Electric cars will have to let go of their subsidy baggage in order to be successful: Opel’s Chief

Having completed the $2.2 billion acquisition of Opel and Vauxhall earlier this year, the PSA Group, like its peers, is now focusing on launching Evs in the market.

As per PSA Group’s Chief executive, Carlos Tavares, although the company will support Opel’s introduction of electric cars into the market, he has highlighted the need for it to be profitable in order to ensure its success, reported German daily, Bild am Sonntag.

“If it works and companies can be profitable that’s good. But if it does not gain acceptance in the market, then everybody: industry, employees, and politicians have a big problem,” said Tavares to the paper.

The PSA Group acquired Opel and Vauxhall for 2.2 billion earlier this year in August.

“We as PSA will make the technology available to Opel to pursue further electrification. If Opel wants to become a fully electric brand some day, we’re ok with that, providing it is profitable,” said Tavares in a joint interview with new Opel Chief Executive Michael Lohscheller.

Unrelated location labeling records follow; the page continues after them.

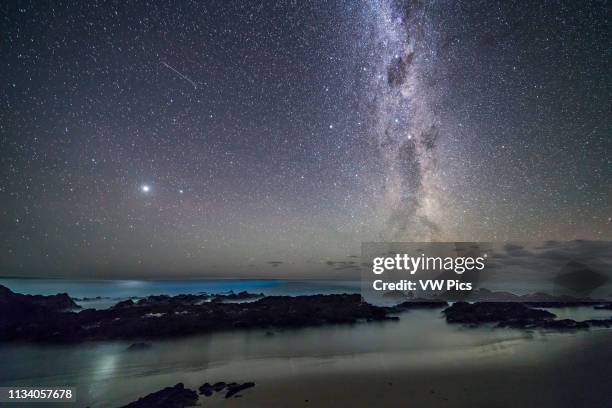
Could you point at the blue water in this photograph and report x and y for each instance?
(112, 291)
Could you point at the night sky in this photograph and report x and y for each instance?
(240, 138)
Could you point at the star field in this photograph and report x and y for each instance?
(212, 138)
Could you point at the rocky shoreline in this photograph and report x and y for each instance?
(56, 319)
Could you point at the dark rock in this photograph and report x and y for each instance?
(166, 316)
(234, 388)
(123, 304)
(170, 397)
(419, 303)
(219, 386)
(493, 312)
(514, 315)
(139, 346)
(206, 389)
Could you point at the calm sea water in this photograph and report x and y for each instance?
(105, 375)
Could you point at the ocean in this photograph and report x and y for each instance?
(371, 357)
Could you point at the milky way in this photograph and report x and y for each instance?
(248, 138)
(406, 125)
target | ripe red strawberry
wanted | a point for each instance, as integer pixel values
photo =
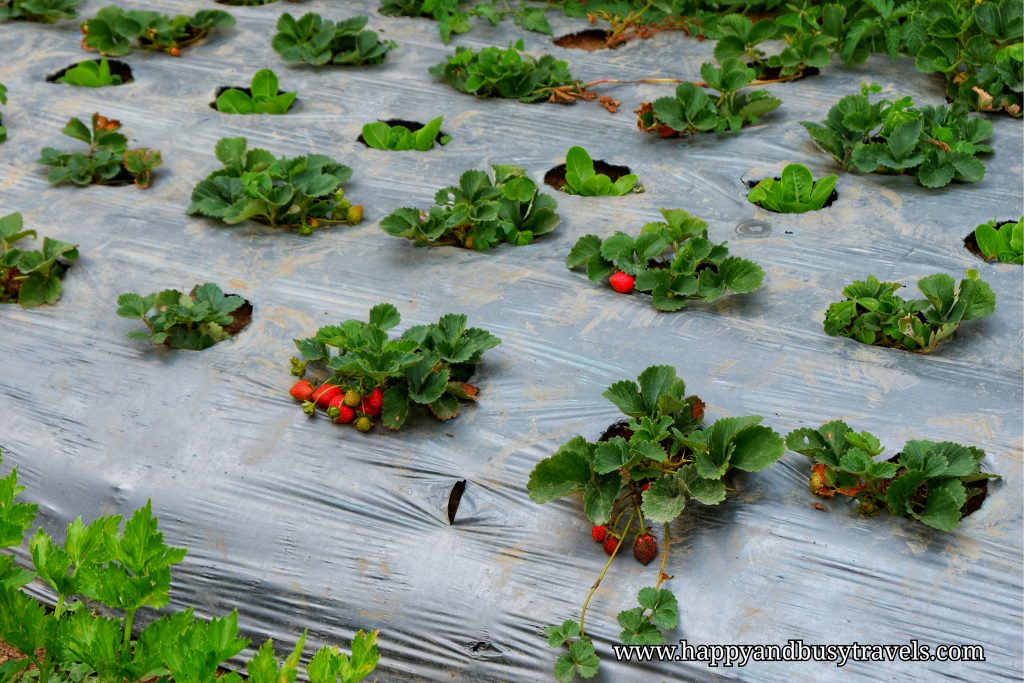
(373, 402)
(301, 390)
(325, 393)
(644, 548)
(622, 283)
(610, 543)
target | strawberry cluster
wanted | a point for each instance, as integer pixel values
(343, 404)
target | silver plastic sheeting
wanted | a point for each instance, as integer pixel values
(298, 522)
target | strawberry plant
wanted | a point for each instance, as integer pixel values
(645, 470)
(931, 481)
(102, 577)
(382, 135)
(107, 162)
(31, 278)
(298, 193)
(506, 73)
(479, 213)
(795, 191)
(263, 96)
(692, 111)
(90, 74)
(1001, 242)
(317, 41)
(582, 179)
(371, 375)
(115, 31)
(44, 11)
(938, 144)
(195, 321)
(673, 260)
(455, 16)
(871, 313)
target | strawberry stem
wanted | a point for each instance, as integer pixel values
(593, 589)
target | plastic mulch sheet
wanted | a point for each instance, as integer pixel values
(298, 522)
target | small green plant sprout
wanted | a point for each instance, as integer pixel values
(455, 16)
(107, 162)
(1000, 242)
(263, 96)
(795, 191)
(372, 376)
(317, 41)
(508, 73)
(194, 322)
(91, 74)
(938, 144)
(674, 261)
(299, 193)
(115, 31)
(871, 313)
(479, 213)
(581, 178)
(31, 278)
(645, 471)
(384, 135)
(121, 570)
(44, 11)
(693, 111)
(937, 483)
(3, 100)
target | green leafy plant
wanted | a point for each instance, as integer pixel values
(194, 322)
(871, 313)
(938, 144)
(90, 74)
(428, 366)
(114, 31)
(479, 213)
(45, 11)
(381, 135)
(455, 16)
(3, 100)
(795, 191)
(692, 111)
(1001, 242)
(645, 470)
(263, 96)
(506, 73)
(317, 41)
(673, 260)
(581, 178)
(124, 569)
(295, 193)
(107, 162)
(31, 278)
(931, 481)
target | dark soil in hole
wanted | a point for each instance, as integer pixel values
(971, 244)
(590, 40)
(411, 125)
(243, 315)
(775, 73)
(455, 498)
(828, 202)
(118, 68)
(249, 91)
(556, 176)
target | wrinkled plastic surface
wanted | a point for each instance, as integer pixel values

Tavares underscored the fact that in order for electric cars to be accepted in the market, they need to be marketed without subsidies.

Asked whether Opel will be profitable in three years time, Michael Lohscheller’s the company’s new CEO said, “Opel must be and will be profitable.”

Earlier this month, auto trade weekly Automobilwoche reported that Opel’s losses had widened in the second quarter to nearly $250 million.